Includes life-history traits used in trait–environment and phylogenetic correlation analyses.
Main traits:
Latin_Name – Scientific name (based on IUCN taxonomy) (character)
BM – Adult body mass (log-transformed) (continuous)
TL – Primary diet category (herbivore, carnivore, omnivore) (categorical)
HR – Mean home-range size (km²) (continuous)
3. Description of Code Files
Supplementary Code 1 – Phylogeny Extraction: Extracts species-level subtree from the global mammal phylogeny. (R: ape, phyloOrchard)
Supplementary Code 2 – Trait Data Extraction: Extracts and scales species-level trait data. (R: dplyr, tidyr)
Supplementary Code 3 – HMSC Model: Runs the spatial hierarchical community model (HMSC). (R: HMSC, R2jags, ape)
Supplementary Code 4 – Model Evaluation: Assesses model explanatory and predictive performance. (R: HMSC, caret)
Supplementary Code 5 – Spatial Predictions: Generates gridded occupancy estimates over the prediction surface based on the best-fitted HMSC model. (R: raster, sf)
Supplementary Code 6 – Multi-species N-mixture Model: Fits MNM and performs bootstrapping for abundance estimation. (R: jagsUI, R2jags, multcompView, caret, clusterGeneration)
Supplementary Code 7 – Diversity Indices: Calculates Shannon and Simpson diversity indices. (R: iNEXT, vegan)
4. Relationships Among Files
Supplementary Data 2 (detection metadata) is processed into Supplementary Data 3 (presence–absence matrix).
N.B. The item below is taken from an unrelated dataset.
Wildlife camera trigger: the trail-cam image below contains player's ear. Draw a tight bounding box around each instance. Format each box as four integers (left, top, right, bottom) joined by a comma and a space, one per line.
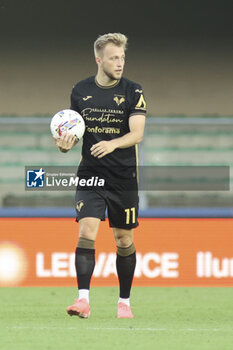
95, 56, 101, 66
Supplementary Data 1 (sampling effort) and Supplementary Data 4 (environmental covariates) are used as predictors in the HMSC and MNM models.
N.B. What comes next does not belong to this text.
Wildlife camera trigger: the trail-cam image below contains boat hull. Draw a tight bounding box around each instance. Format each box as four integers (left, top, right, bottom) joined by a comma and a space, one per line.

Supplementary Data 5 (traits and phylogeny) is integrated into the HMSC model for trait-based and phylogenetic analyses.
Supplementary Codes 1–7 correspond sequentially to the analytical workflow described in the manuscript.
5. Contact
For questions or data requests, please contact:
Kay Zin Than (PhD)
Xishuangbanna Tropical Botanical Garden, Chinese Academy of Sciences
Email: kayzin@xtbg.ac.cn, kayzin.pma@gmail.com
Last updated: November 2025
Code/software
R version: 4.2.0 or higher
Required R packages: HMSC, ape, phytools, R2jags, jagsUI, dplyr, tidyr, raster, sf, iNEXT, vegan, caret, multcompView, clusterGeneration
All scripts are annotated and reproducible using standard package functions.
Ensure that working directory paths are set before running.